A new mandatory program the CMS proposed Monday would make hospitals in 98 markets financially accountable for the cost and quality of all care associated with bypass surgery and heart attacks.
“We think it’s important to keep pushing forward on delivery system reform,” Dr. Patrick Conway, acting principal deputy administrator and chief medical officer for the CMS, told reporters in a call. “We think this is a huge opportunity.”
In 2014, hospitalizations for heart attacks for more than 200,000 beneficiaries cost Medicare over $6 billion, the CMS said. Yet for every treatment, the cost could vary by as much as 50%, the agency said.
The CMS is seeking comment on the five-year demonstration, which would take effect July 1, 2017, in 98 randomly selected metropolitan areas.
The CMS also plans to expand its first and mandatory bundled-payment model—which took effect in January and covers total hip and knee replacements—to include surgeries repairing hip and femur fractures.

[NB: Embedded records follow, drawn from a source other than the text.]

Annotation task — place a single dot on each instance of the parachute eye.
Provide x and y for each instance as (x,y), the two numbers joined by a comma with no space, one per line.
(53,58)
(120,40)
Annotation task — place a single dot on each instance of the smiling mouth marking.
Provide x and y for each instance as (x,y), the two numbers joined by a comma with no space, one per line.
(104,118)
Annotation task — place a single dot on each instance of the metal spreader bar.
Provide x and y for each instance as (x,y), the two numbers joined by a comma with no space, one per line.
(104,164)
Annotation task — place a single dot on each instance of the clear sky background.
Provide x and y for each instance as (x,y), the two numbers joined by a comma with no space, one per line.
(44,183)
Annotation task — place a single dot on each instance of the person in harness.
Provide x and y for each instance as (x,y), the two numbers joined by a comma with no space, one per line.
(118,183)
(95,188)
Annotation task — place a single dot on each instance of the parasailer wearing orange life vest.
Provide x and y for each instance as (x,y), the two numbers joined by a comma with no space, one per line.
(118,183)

Stakeholders and observers had long speculated that cardiac procedures would be next in the expansion of bundled payment models.
The change comes as part of a broader nationwide shift toward value-based payment systems that aim to reward doctors, hospitals and other providers for quality over quantity of care. The administration aims by 2018 to have half of traditional Medicare payments go through alternative payment models.